From this, the Ni component range was determined to be 5 to 9%.

Next, for C, when 3.8% is added, cracks occur in the weld metal, and when 0.7% is added, the tensile strength is 88 kg/mr.
If it is less than ft2, the strength will be insufficient.

From this, the range of Cr content was determined to be 1 to 3%.

Next, regarding Mo, when 2.0% is added, cracks occur in the weld metal, and when 0.2% is added, the tensile strength of the weld metal is 88%.
If it is less than kg/mu2, the strength is insufficient.

From this, the Mo component range was determined to be 0.5 to 1.5%.

Next, the present invention will be explained in more detail with reference to Examples.

Table 2 of Examples shows the results of investigating the strength and fragility of weld metal using a coated arc welding rod in which a 4x400 mm mild steel core wire was coated with the coating material of the present invention.

The steel plate used in the window type restraint test to investigate the fragility was 90 kg/xi class high tensile strength steel with the chemical composition shown in Table 3.

(1) Symbol S1 is an example of a conventional welding rod with a tensile strength of 100 kg/mm2 class, and the Mo content in the coating material is out of the range of the present invention, resulting in poor durability.

(2) Symbol T1 is a welding rod in which Mn and Ni are outside the scope of the present invention and has poor resistance to fragility.

(3) Symbols T2 to T6 are welding rods within the scope of the present invention, and 88 to
It has a tensile strength of 100 kg/rntn2 and good resistance to wear.

(4) Symbol T7 is a welding rod with Mn outside the range of the present invention and has poor durability.

(5) Symbol T8 is a welding rod in which Mn and Ni are outside the range of the present invention, and the strength of the weld metal is low.

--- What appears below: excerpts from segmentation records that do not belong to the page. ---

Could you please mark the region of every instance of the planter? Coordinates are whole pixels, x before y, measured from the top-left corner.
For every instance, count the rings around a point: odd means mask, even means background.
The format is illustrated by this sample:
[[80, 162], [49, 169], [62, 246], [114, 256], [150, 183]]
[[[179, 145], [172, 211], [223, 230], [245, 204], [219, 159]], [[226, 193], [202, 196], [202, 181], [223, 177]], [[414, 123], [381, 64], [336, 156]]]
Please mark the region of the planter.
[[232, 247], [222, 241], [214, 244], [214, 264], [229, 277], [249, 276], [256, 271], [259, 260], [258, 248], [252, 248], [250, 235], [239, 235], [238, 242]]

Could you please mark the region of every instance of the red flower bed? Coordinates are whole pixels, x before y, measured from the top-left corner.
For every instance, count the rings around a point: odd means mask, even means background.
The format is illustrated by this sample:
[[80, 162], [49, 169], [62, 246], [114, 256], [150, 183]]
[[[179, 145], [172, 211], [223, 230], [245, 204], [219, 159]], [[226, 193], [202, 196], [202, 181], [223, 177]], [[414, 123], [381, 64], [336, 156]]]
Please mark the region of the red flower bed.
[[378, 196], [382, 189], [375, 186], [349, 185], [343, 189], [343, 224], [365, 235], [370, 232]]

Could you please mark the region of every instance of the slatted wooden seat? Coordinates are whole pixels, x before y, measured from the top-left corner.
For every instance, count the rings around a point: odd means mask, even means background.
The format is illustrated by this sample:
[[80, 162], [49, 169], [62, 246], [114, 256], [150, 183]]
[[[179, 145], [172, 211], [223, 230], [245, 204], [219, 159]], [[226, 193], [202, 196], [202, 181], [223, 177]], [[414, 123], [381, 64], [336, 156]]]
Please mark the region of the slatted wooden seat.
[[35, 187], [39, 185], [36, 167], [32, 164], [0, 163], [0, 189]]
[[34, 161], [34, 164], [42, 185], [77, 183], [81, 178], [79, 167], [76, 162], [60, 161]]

(6) Symbol T9 is a welding rod in which Ni and Cr are outside the scope of the present invention and has poor resistance to fragility.

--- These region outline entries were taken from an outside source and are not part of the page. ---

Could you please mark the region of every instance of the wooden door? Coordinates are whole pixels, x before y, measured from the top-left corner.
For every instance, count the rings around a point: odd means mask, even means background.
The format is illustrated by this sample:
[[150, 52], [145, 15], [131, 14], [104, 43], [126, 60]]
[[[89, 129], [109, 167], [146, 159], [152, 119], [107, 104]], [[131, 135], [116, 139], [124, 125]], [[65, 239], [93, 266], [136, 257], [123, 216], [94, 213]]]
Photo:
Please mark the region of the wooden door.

(7) Symbol TIO is a welding rod in which Ni and Cr are outside the scope of the present invention, and the strength of the weld metal is low.

(8) Symbol Tll is a welding rod in which Mn and Cr are outside the range of the present invention and has poor durability.

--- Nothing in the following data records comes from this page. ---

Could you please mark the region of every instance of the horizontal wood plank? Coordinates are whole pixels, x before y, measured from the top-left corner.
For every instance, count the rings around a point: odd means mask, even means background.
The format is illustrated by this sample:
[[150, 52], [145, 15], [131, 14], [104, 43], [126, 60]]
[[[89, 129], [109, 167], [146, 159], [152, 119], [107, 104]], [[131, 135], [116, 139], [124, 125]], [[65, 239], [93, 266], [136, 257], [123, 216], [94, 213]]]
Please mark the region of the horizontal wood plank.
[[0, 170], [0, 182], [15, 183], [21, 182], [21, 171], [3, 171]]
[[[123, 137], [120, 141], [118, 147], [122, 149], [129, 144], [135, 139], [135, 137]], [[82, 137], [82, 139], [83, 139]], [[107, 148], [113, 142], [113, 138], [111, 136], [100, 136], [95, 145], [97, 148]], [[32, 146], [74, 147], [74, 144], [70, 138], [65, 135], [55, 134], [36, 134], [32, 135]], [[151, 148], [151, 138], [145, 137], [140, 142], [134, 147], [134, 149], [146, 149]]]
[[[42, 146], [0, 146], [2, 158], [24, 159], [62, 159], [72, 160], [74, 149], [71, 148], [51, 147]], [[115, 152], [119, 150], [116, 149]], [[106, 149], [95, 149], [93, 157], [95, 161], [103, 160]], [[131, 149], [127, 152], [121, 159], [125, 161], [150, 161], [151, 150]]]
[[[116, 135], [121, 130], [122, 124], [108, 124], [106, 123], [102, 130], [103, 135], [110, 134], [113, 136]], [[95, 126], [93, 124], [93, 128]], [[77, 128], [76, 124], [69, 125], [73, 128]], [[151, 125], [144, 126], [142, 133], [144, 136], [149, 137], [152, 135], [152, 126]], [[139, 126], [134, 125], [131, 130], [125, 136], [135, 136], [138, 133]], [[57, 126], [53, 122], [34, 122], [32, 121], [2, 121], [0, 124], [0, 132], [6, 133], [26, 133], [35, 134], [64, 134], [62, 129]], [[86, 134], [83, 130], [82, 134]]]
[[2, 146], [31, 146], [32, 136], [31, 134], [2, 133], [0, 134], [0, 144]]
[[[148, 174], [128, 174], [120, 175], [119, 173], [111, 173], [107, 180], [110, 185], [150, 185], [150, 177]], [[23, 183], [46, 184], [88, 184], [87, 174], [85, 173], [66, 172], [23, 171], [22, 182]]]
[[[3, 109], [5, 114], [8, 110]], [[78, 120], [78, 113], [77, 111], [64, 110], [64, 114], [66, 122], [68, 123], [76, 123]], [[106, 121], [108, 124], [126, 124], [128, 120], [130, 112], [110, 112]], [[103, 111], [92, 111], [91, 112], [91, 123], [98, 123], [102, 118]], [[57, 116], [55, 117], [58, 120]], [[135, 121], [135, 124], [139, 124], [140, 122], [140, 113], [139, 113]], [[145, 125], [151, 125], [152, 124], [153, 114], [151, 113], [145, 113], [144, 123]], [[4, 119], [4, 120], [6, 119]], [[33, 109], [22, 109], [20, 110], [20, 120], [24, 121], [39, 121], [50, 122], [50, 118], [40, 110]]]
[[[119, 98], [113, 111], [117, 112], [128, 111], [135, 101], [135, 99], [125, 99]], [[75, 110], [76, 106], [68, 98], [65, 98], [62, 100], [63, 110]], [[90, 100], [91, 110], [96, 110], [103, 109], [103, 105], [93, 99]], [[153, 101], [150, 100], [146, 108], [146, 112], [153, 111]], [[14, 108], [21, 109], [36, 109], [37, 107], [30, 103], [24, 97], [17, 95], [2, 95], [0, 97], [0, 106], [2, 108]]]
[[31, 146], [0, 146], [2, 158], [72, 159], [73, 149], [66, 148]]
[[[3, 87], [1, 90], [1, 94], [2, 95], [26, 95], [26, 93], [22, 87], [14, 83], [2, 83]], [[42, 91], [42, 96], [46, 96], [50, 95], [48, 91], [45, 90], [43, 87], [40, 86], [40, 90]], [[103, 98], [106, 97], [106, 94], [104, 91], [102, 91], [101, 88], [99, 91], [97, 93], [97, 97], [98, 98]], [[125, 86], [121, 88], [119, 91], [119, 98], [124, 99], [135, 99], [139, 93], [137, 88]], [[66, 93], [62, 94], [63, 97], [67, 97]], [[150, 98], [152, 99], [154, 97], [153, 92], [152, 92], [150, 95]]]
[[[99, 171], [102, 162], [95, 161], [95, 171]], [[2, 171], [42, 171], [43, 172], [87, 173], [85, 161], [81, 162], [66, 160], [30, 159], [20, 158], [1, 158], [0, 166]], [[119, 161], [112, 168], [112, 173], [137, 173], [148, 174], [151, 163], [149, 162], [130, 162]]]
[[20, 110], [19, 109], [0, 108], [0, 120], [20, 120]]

(9) Symbol T12 is a welding rod in which Mo is outside the scope of the present invention and has poor durability.

00) Symbol T13 is a welding rod in which Mn, Ni, Cr, and Mo are outside the range of the present invention and has poor resistance to fragility.

As is clear from the above results, when the welding rod of the present invention is used, a weld metal having high strength of 88 to 100 kg/mw2 and good fracture resistance can be obtained.

[Brief explanation of drawings]

Figure 1 is a front view of an example of a window-type restraint plate for testing;
B side view and FIG. 2 respectively show the groove shapes used in the test.

Claims (1)

[Claims] 1 CaCO340-60%, CaF210-25%,
Mn 2-5%, Ni 6-9%, Cr 1-3%,
A low-hydrogen-based coated arc welding rod for high-strength steel, which is made by coating a mild steel core wire with a coating agent containing 0.5 to 1.5% Mo, the remainder a deoxidizing agent, an arc stabilizer, etc.